De jornalistas e zines

mackaye: Desculpem-me se falo muito… [risos] É que, quando dou entrevistas, tenho a oportunidade de repensar. Já respondi à maioria das perguntas antes, mas não fico entediado. Só com as do straight edge. [risos] Não me chateio porque é uma chance de ver, aos 32 anos, como penso, no que mudei. Volto às raízes.
 Mesmo com o straight edge: não é justo me recusar a responder. Foi por causa dessa música que estou aqui, agora. É uma ótima música, acho. Não me arrependo de nada do que fiz.
gabriela: O mais engraçado é que tem um monte de jornalista por aí perguntando: "Quem é o Ian?" Gente que nunca ouviu Fugazi nem Minor Threat, e faz pergunta idiota em entrevista coletiva.

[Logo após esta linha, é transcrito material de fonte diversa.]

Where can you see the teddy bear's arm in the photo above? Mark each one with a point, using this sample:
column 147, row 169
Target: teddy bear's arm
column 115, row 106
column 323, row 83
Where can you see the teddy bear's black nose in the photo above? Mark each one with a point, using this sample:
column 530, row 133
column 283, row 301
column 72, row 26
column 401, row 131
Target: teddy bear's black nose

mackaye: Exato. Jornalistas são assim.
gabriela: É muito estranho.
mackaye: Mas escrever sobre música é estranho, porque música… Não se explica em palavras. Já é um meio estranho. [risos] Mesmo o que vocês fazem é estranho. [risos] Se bem que vocês fazem zines: escrevem sobre o amor à música, não sobre a música.

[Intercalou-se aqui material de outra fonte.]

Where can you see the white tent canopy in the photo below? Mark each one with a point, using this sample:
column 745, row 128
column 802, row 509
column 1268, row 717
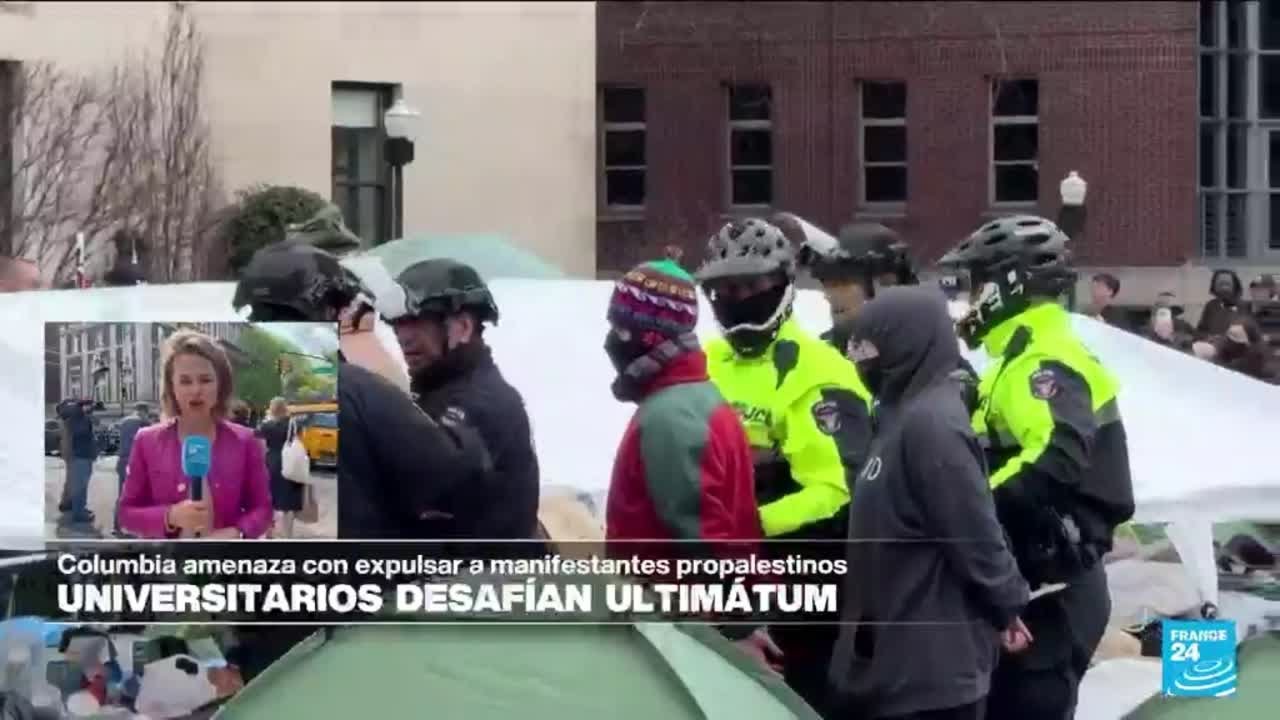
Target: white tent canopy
column 1198, row 436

gabriela: Participamos de um debate em que houve uma discussão sobre o que era zine. Argumentávamos a diferença era o espírito — não uma capa colorida.

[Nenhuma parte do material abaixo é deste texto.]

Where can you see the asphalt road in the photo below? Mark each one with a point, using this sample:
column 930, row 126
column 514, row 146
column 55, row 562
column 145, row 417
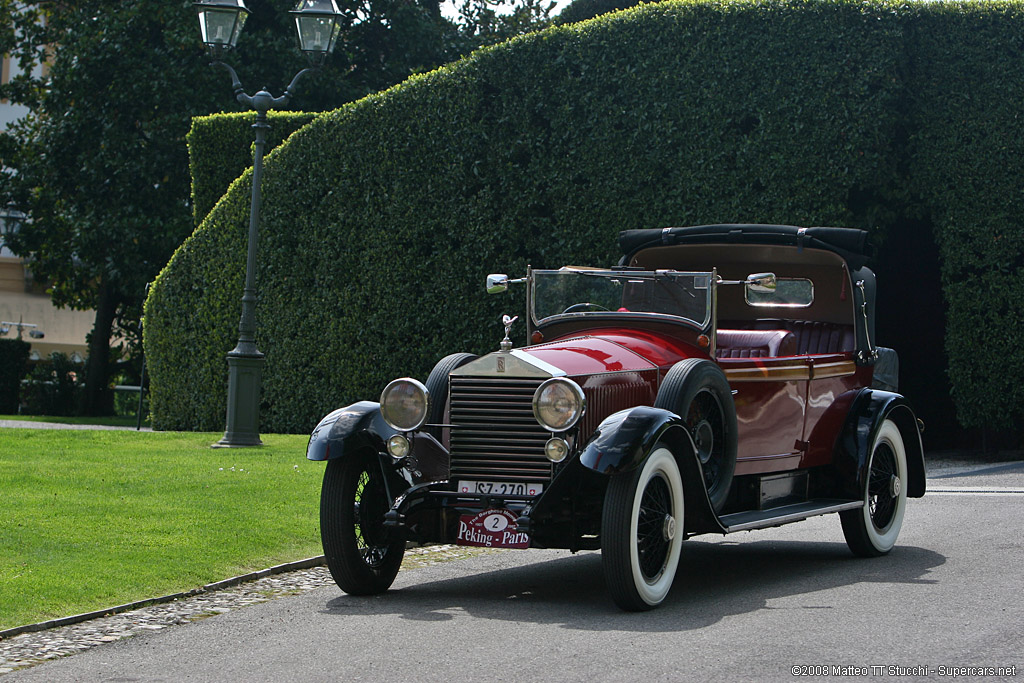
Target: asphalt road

mackaye: Concordo. E isso não quer dizer que você tem que falar bem de tudo, porque, se você ama música, sempre vai achar que alguma banda é ruim. O posicionamento é diferente: um zine é sobre o que as pessoas sentem em relação à música; uma revista tem um monte de gente escrevendo de um ponto de vista do tipo "eu entendo de música". E a maioria dos jornalistas não entende de nada — são só pessoas que foram contratadas para escrever sobre qualquer coisa.
gabriela: Uma curiosidade: você é direto e seguro quando fala. Como você consegue se manter tão 100% sobre as coisas? Parece que você nunca fica confuso!
mackaye: Sou um bom ator. [risos] Fico confuso muitas vezes. [longa pausa] Faço muitas coisas, e penso sobre elas. Tento simplificar. A vida é simples. Vejo as coisas assim: estamos aqui, agora. Ponto. Tudo o mais é distração — nosso cabelo, o que comemos, ouvimos. Tento simplificar o modo como vivo. Se me perguntam sobre dinheiro, digo: "Um dia não tive, outro dia tive um pouco…"
 Odeio ficar confuso. Tento simplificar, ser natural. É mais fácil. Não somos socialistas, religiosos, nada. Somos uma banda, só. Não quero confundir ninguém. A música é suficiente — ela contém a própria razão.